Mr Corbyn, writing in the Sunday Mirror, appealed to them not to allow Ukip and other anti-EU campaigners to " whip up division and turn this into a referendum on immigration".

"Our hospitals, schools and housing aren't in crisis because of migration," he said.

"It's not Polish plumbers or Spanish nurses who created record waiting times at A&E departments, or made cancer treatment waiting times longer.

"It was cuts forced through by David Cameron, Boris Johnson and the Tory party that did that. Instead of training enough doctors and nurses, we now rely on over 50,000 medical staff from the EU to keep our NHS going.

"If you or your family are struggling to get an affordable home, it's not migrants who are to blame.

"It's politicians who have failed to build enough homes. Under David Cameron's government new house builds have fallen to their lowest level since the 1920s.

"If your son or daughter is in an oversized class at school, ask Michael Gove, former education secretary, why his government is making the deepest cuts to the education budget since the 1970s."

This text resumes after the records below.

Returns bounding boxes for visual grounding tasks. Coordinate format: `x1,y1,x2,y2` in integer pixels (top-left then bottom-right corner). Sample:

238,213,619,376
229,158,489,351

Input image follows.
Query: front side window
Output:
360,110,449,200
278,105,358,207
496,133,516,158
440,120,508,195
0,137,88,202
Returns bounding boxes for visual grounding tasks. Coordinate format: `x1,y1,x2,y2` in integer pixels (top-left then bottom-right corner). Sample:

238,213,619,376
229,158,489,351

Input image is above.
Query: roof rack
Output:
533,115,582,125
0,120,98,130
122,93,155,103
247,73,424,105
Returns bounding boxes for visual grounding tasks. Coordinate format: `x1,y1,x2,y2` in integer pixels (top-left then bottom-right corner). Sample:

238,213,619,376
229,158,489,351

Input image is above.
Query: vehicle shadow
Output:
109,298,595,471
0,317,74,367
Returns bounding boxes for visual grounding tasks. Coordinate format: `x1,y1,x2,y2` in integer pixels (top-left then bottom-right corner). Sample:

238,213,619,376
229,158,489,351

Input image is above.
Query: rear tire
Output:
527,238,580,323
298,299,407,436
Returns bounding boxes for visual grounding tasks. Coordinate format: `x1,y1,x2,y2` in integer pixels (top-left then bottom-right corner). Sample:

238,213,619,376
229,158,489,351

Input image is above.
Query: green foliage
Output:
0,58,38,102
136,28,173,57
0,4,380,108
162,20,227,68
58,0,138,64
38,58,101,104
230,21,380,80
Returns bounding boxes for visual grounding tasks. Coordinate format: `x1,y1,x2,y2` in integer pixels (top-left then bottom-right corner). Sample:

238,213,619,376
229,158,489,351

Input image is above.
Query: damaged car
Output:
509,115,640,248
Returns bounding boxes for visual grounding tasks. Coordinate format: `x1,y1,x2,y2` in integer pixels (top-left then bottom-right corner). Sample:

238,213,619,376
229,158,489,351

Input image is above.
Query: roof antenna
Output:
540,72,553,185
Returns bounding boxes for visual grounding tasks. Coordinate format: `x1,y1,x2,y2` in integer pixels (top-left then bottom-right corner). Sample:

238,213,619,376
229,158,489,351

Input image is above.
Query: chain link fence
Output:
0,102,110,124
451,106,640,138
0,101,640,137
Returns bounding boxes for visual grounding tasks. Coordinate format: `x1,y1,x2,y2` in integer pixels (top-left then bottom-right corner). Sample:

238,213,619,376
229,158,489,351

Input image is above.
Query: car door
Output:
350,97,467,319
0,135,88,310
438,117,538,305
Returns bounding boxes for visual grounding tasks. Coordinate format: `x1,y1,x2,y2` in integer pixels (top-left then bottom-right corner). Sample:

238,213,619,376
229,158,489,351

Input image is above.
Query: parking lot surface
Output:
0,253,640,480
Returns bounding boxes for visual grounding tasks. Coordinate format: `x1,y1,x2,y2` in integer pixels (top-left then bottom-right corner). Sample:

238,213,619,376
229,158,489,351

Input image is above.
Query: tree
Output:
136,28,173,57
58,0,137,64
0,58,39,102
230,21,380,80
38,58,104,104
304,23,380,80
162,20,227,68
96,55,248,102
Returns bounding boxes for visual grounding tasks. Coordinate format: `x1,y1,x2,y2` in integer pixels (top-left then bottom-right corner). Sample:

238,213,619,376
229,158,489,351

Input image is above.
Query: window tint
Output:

The Labour leader said there was " no doubt that migration can cause communities to change rapidly - and put an added strain on local services" but that the solution was extra investment in services, not closing the door to foreign workers.

"It's this Government that has undermined services and living standards. That's why I believe it's in our best interests to vote to Remain and reform, protecting rights and jobs," he concluded.

A ComRes poll for the newspaper found nearly two thirds of voters ( 64%) believe politicians have done a bad job of putting their side forward to voters on the referendum, while just 20% say they have done a good job.

Some 69% complained of a lack of unbiased facts available.

Mr Corbyn sought to play down claims he was out-of-touch with the concerns of ordinary voters, insisting his part of north London was one of those most affected by immigration.

"Living in one of the most diverse areas of the country I know both the benefits and the difficulties immigration can cause," he wrote.

Mr Corbyn, who was campaigning in Aberdeen, said : " I hope people will vote for what they want on June 23, and decide whether they wish to be part of the European Union or not on the basis of solidarity with people across the continent."